All these people, and many more, suffer degrading treatment in prisons, especially in the Control Unit Prisons. These prisons were created to hold “highly dangerous” criminals, which target people who dissent. Sundiata Acoli and the Puerto Rican pro-independence leader Oscar Lopez Rivera, Leonard Peltier and many others spent years in highly regulated conditions in near total isolation. Many are held in solitary confinement in their cells 23-hours-a-day, even when International Law considers any time beyond 15 days in isolation to be torture. Today, over 80,000 people in the U.S. are kept under similar conditions.
The United States has an astonishing 2.3 million prisoners, 25 percent of the world’s in-prison population while the country only makes up five percent of the global population. The conditions the prisoners live under are allegedly intended to rehabilitate them. However, it is really a system made to break people down, especially those who are fighting for social justice.
This shocking reality is the result of policies that marginalize oppressed people while doing little to eliminate social inequalities that force many into breaking the law just to survive. Thousands of prisoners, disproportionately people of color, languish in prisons and jails under the three strike law that exists in 28 states where someone who has two previous felony convictions receives life sentences for a third. This could include stealing food from stores. The poorer a person is in the U.S. the more likely they will wind up in the prison system. The U.S. government seems to ignore this reality and has chosen to foster a private prison industry for profit, instead of supporting social movements fighting for a more inclusive, more equitable, and less discriminatory society. This year, the Biden Administration has also allocated four million dollars to expand the Guantanamo Bay prison facilities, where torture and other human rights violations have been systematically practiced throughout its 20 years of existence. As of today, 39 people remain there, while another 700 have the traumatic memory of spending years and decades there without a trial or even being charged.

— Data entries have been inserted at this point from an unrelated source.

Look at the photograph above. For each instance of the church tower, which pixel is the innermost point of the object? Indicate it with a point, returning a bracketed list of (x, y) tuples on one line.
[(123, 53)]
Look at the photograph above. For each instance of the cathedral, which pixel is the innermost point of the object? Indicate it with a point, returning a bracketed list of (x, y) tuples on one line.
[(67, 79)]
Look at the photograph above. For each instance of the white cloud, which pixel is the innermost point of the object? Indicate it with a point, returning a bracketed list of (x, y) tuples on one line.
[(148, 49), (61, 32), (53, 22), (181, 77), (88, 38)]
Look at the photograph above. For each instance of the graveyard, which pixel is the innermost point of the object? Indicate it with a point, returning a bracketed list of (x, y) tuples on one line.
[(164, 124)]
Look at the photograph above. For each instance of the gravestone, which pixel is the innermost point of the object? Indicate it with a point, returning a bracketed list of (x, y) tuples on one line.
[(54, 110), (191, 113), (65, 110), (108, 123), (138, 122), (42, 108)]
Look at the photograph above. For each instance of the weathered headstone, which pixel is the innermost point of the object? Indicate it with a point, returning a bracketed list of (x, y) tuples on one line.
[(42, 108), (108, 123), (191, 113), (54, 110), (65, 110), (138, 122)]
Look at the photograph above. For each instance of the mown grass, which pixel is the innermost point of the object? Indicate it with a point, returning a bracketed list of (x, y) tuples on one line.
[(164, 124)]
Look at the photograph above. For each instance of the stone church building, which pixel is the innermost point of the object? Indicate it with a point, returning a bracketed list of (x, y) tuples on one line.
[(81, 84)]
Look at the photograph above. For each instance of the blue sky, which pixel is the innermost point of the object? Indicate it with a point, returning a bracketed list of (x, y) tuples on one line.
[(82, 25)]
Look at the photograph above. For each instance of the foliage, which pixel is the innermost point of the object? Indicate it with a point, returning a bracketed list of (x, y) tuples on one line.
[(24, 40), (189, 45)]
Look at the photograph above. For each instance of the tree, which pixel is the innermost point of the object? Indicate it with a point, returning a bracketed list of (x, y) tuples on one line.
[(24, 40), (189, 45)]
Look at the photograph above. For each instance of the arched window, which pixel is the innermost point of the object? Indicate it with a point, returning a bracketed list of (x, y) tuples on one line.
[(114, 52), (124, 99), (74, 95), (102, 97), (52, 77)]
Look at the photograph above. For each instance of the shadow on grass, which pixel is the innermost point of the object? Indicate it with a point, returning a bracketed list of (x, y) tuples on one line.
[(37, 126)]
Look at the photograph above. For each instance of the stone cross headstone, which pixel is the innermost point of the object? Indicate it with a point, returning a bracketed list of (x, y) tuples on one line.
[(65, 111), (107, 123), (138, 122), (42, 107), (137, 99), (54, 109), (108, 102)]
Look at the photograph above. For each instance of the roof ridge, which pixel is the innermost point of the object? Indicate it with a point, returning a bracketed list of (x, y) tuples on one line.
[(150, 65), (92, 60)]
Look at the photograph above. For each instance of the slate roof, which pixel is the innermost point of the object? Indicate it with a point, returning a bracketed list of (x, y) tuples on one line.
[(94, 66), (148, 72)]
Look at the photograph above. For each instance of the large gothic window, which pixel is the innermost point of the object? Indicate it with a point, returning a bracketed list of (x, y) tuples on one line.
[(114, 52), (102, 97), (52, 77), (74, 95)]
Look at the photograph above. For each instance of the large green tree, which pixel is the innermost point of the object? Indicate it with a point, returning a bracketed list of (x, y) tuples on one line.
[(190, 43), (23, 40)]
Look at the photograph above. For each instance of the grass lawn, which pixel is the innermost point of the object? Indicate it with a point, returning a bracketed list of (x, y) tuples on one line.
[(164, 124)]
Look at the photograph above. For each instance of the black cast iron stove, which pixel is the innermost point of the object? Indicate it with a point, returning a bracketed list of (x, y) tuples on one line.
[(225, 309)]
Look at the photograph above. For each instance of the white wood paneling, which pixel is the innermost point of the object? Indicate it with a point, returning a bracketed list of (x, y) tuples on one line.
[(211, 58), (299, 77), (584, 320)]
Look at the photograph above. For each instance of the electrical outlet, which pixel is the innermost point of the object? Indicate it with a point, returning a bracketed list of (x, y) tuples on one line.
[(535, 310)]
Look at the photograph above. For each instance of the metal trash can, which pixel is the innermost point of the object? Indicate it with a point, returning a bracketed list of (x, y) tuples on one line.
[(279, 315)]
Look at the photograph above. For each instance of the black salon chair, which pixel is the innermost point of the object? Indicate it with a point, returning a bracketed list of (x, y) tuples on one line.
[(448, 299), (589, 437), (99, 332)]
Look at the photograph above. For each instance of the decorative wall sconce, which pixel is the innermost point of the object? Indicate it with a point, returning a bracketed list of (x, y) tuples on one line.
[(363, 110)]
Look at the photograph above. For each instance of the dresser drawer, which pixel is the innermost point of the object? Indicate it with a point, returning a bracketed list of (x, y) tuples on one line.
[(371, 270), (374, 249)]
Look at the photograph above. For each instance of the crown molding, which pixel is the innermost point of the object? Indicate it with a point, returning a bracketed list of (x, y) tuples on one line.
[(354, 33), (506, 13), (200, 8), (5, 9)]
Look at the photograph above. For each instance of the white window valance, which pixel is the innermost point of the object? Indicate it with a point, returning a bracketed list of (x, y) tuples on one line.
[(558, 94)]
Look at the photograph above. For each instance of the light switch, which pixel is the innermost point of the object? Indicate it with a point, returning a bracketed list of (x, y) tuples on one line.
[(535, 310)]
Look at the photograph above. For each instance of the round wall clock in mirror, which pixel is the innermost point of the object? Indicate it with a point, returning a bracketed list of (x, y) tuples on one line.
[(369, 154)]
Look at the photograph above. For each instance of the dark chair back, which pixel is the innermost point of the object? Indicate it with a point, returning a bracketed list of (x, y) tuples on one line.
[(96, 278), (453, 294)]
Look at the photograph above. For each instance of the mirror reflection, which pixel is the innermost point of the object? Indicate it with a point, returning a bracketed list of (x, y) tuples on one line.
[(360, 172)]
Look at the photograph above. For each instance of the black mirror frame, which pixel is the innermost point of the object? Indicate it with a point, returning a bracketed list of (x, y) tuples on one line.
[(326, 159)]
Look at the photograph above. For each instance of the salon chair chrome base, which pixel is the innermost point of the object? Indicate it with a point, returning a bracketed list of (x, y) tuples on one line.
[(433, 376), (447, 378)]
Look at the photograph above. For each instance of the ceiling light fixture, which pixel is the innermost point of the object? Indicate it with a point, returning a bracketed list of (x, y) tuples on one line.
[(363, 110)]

During the last 40 years, the number of prisons in the U.S. has grown quickly, especially private ones. Year after year, federal and states institutions pay millions of dollars to maintain prisons and immigrant detentions prisons. If only a small part of this money was dedicated to the improvement of social services, the development of vulnerable communities, the creation of decent jobs, and to fund the studies of young people from these communities, we would see a very first step in reducing the number of Black and Latino people in prisons.

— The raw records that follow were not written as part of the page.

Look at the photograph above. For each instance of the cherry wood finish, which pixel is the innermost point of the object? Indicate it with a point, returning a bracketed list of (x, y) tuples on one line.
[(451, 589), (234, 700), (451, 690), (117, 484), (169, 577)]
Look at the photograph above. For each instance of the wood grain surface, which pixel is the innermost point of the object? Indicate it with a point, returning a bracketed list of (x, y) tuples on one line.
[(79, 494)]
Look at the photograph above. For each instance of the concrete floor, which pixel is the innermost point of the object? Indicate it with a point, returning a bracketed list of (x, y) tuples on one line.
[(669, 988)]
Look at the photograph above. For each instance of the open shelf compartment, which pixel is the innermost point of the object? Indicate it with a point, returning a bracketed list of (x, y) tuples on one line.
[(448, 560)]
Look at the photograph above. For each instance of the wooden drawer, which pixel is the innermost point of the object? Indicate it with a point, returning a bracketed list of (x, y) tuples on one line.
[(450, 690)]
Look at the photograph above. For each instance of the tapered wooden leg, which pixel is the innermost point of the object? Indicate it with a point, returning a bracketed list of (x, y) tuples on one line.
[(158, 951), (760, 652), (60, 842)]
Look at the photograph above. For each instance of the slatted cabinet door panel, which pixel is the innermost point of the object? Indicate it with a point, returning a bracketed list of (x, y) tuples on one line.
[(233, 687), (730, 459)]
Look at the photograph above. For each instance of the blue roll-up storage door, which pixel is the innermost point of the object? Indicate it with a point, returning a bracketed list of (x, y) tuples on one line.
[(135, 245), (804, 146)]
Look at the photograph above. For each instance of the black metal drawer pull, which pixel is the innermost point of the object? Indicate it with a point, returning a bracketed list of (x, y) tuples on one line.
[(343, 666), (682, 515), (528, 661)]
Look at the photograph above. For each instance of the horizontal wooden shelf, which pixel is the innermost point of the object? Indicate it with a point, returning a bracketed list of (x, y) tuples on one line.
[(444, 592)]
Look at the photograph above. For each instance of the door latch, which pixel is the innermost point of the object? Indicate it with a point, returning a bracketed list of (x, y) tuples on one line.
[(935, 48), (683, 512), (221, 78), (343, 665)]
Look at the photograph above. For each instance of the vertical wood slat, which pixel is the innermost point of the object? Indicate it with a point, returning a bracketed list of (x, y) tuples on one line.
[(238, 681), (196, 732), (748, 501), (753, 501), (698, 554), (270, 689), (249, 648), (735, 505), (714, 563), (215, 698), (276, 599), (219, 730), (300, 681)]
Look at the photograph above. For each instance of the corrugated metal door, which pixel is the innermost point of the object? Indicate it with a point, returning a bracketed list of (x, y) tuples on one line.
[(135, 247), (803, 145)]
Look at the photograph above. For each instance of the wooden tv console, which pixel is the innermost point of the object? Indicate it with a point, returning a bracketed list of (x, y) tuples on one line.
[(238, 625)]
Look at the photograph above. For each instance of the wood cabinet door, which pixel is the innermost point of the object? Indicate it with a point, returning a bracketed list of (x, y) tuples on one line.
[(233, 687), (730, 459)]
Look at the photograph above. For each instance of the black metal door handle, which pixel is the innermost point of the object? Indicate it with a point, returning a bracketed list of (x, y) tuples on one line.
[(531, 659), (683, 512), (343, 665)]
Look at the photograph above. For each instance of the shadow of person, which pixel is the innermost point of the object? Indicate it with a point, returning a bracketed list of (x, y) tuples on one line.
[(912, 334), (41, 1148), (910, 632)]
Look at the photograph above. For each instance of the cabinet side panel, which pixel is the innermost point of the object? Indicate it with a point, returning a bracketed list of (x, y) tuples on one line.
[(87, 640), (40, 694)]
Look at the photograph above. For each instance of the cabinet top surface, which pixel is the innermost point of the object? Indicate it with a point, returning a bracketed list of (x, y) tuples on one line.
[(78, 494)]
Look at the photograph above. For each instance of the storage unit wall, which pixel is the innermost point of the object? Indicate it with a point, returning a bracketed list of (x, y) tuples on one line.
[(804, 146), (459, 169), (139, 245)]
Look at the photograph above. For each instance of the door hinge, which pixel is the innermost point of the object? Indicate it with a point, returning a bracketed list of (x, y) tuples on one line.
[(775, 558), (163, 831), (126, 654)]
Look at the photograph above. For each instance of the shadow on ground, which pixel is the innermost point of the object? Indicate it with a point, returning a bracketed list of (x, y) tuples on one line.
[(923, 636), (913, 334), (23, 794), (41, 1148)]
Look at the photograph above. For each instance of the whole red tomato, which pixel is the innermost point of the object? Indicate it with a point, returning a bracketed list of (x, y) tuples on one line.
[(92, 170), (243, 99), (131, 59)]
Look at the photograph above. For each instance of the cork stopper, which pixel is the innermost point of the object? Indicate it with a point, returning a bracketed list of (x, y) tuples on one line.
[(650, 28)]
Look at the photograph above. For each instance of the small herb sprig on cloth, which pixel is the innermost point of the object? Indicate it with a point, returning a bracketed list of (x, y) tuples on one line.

After all, the land of liberty is hardly the best name we can give to the U.S.—a country where people like Sundiata Acoli, Leonard Peltier, or Mumia Abu-Jamal still pay the cost of acting and thinking freely does not deserve to be called that.
Meanwhile the U.S. government and the corporate media have no problem condemning Cuba for putting on trial people who have not only broken the law but many who have been financed by its colossal neighbor to the North to do it. The hypocrisy could not be clearer.